Com ele vai se iniciar o movimento protestante que nunca alcançou seu termo, pois, a cada dia centenas de denominações são criadas no mundo, com muita contradição e erros de fé, de fato isso é um escândalo no cristianismo.

Na Idade Moderna temos a Revolução Francesa que muda o ritmo do mundo e inicia uma mudança política em todo o ocidente.

A realização do Concílio Vaticano II se faz após a segunda Guerra Mundial, na qual destacamos a generosa e silenciosa participação do Papa Pio XII, na defesa dos judeus por toda a Europa.

O 21º Concílio, apresenta ares novos para a Igreja, ressalta uma Igreja como Luz dos povos e convida todos a santidade. Essa é sem dúvida a marca deste Concílio. A consciência da Igreja como aquela que reflete a luz de Cristo no Mundo é magnifica e vai ser o caminho para a eclesiologia do mundo.

Assim chegamos a pensar a eclesiologia da América Latina. A busca pela consciência de uma Igreja Latino Americana, já dava seus primeiros passos ainda antes da realização do Concílio Vaticano II.  A primeira conferência Latino Americana, foi realizada no Rio de Janeiro em 1955, com muita novidade, como o reconhecimento missionário no continente, mas ficou escondida pela realização do 21º Concílio.

Para receber este Concílio em nosso continente, foi realizada a segunda conferência, agora na cidade de Medellín em 1968. Esta buscou a recepção do Concílio Vaticano II à realidade da América Latina, principalmente os temas sociais, destacando a espiritualidade encarnada.

Para responder ao clamor eclesiológico e pastoral da América Latina, aconteceu a terceira conferência, agora em Puebla no ano de 1979, seus temas giraram em torno do documento pontifício Evangelli Nuntiandi, e adotamos como postura na evangelização do continente as duas práticas: comunhão e participação.

Não podemos esquecer o centro da Igreja, Jesus Cristo.

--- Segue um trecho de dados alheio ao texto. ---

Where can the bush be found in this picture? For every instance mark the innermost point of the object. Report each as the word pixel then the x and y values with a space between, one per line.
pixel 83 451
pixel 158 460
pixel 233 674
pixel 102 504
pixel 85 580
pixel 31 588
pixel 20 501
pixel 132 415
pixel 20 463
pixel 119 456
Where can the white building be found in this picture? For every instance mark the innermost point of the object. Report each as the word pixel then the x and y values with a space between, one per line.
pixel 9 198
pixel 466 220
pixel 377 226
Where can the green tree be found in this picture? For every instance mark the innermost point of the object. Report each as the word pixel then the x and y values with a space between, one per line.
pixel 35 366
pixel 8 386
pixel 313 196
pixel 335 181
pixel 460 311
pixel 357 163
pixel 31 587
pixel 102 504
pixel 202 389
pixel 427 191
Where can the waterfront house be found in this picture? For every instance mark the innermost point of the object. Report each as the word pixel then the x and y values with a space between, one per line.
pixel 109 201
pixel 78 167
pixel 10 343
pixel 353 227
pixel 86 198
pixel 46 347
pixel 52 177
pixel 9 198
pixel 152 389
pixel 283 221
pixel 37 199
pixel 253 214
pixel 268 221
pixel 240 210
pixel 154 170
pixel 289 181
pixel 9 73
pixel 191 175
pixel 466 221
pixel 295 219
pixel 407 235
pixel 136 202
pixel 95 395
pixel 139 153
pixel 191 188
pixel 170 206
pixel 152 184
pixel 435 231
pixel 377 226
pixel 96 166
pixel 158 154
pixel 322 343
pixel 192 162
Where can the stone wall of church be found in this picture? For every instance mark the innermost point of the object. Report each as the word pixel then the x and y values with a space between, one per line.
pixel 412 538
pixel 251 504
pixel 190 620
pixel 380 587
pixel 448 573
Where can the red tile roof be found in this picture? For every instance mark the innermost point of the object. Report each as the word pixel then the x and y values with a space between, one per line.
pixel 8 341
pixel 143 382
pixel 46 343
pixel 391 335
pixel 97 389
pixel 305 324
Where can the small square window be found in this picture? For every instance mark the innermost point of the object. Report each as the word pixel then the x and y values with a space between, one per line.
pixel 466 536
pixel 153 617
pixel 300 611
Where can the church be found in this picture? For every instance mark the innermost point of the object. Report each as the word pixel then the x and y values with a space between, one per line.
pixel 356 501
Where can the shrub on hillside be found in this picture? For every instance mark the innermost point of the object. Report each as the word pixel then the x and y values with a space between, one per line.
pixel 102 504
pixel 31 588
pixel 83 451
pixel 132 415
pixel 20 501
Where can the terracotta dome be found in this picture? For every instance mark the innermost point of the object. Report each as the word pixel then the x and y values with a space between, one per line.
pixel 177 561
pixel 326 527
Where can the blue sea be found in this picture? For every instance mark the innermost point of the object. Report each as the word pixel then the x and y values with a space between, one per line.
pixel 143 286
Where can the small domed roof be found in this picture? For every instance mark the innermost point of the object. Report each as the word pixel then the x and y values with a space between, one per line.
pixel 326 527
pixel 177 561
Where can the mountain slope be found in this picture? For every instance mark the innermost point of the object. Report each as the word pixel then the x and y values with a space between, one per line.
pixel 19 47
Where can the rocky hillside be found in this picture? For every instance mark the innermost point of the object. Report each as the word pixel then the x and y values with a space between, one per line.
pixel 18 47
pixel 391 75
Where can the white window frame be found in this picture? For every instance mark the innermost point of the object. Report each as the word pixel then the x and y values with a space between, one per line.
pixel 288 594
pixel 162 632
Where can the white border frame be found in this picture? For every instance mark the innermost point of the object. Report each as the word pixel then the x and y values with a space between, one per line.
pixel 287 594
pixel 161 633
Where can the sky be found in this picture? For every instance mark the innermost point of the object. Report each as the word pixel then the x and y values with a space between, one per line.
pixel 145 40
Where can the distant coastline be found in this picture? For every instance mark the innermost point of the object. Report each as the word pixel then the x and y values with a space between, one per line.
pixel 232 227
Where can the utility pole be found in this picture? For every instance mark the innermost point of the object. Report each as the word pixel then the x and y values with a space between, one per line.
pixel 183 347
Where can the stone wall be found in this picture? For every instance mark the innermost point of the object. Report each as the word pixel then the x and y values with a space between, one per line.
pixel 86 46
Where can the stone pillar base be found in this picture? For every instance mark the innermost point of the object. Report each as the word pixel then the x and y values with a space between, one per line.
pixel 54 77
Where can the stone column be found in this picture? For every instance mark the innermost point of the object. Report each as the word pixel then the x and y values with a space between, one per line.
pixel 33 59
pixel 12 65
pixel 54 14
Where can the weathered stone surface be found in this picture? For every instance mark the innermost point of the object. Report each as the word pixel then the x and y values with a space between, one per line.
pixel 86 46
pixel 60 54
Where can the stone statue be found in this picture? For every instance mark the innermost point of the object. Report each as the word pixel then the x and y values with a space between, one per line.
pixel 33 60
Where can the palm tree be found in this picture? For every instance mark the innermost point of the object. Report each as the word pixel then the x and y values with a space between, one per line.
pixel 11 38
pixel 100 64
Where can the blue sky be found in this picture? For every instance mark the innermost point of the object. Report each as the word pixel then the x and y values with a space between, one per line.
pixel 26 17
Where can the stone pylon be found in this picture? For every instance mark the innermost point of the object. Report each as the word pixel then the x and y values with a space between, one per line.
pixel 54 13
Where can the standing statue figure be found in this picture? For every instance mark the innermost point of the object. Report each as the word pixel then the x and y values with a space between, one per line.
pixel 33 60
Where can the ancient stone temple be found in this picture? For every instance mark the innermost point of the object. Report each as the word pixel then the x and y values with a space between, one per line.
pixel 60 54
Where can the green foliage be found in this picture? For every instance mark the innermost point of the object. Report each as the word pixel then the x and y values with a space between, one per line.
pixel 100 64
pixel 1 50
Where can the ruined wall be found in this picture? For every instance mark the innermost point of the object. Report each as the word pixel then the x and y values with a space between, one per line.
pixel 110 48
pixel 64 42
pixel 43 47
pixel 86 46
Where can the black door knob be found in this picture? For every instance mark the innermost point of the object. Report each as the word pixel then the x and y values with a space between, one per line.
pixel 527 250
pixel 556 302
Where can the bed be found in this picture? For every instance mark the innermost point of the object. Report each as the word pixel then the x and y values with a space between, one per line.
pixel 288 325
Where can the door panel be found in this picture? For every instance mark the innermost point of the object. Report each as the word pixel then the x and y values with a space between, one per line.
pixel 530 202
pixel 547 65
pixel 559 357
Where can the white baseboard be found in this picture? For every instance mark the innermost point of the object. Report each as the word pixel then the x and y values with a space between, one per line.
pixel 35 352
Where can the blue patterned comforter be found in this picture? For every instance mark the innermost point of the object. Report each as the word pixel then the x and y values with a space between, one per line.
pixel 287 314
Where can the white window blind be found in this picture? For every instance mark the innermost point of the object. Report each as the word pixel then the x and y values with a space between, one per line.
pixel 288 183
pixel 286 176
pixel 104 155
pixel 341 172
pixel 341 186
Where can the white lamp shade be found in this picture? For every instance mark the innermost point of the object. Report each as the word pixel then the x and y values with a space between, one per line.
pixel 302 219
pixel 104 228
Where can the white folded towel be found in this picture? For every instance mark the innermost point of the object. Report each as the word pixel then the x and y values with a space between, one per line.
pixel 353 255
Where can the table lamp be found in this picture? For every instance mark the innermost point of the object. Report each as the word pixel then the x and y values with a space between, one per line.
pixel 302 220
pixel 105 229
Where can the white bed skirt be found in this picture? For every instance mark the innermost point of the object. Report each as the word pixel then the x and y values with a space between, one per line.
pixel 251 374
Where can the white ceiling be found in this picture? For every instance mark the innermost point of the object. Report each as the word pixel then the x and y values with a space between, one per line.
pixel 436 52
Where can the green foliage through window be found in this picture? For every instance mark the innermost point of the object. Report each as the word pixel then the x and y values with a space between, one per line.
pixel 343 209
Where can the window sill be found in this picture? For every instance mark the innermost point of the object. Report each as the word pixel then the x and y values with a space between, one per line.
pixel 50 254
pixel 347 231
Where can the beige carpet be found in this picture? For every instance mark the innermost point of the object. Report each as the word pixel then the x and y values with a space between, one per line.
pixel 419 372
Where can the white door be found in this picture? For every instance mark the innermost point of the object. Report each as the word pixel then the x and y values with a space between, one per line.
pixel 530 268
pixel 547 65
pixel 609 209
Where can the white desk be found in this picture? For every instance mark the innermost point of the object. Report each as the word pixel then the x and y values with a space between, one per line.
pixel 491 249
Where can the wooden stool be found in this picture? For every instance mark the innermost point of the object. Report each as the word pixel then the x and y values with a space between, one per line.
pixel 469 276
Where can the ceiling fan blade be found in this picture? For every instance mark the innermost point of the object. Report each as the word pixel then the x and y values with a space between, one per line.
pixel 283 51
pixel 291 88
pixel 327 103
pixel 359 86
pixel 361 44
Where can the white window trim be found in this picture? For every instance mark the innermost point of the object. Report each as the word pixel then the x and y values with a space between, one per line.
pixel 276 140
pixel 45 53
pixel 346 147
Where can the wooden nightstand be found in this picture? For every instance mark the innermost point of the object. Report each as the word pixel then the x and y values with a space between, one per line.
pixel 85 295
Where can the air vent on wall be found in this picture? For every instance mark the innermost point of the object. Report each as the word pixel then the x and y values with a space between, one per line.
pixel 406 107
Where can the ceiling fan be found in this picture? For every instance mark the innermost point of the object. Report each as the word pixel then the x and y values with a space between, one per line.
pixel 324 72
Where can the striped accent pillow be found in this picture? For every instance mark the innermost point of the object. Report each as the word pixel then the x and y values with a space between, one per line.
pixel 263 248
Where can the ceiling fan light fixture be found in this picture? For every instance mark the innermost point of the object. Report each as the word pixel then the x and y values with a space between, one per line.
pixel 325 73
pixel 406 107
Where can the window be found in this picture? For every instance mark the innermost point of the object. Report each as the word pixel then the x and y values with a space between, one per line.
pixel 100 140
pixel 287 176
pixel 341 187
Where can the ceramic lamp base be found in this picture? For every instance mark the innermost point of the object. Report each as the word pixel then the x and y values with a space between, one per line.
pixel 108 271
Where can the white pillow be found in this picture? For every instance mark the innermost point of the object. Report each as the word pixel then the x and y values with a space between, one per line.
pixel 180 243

Nosso Senhor foi o centro da discussão da quarta conferência Latino Americana realizada em Santo Domingo, no ano de 1992 e o lema não poderia ser melhor, Jesus Cristo ganhou um novo tempo de anuncio neste continente, lembrando a fonte e o objetivo de nossa fé, Jesus Cristo, ontem, hoje e sempre.

A última conferência, até o momento, que se realizou em nosso continente, foi na bela e Mariana cidade de Aparecida, no ano de 2007. De uma forma podemos dizer que esta resume e une as conferencias passadas, apresenta o Cristão Católico como discípulo e missionário de Jesus Cristo, para que nossos povos nele tenham vida e colocou a Igreja em estado permanente de missão.

A semana intensiva de aulas foi encerrada com a reflexão da proposta eclesiológica do Papa Francisco. Nosso Papa Latino Americano, nos lembra carinhosamente que o maior poder deixado por Cristo aos seus é o serviço. Assim, cada pessoa adquire um lugar especial na Igreja, com as suas particularidades, as suas necessidades, os seus pecados e as suas virtudes.  Neste pensamento do serviço, cada Cristão Católico deve assumir a acolhida como se todos fossem o próprio Cristo.

Fizemos um caminho pela história da Igreja e voltamos as questões iniciais, o serviço e a comunhão, ações próprias da Trindade que rege e sustenta todo o universo e ilumina a Igreja ao longo de sua história.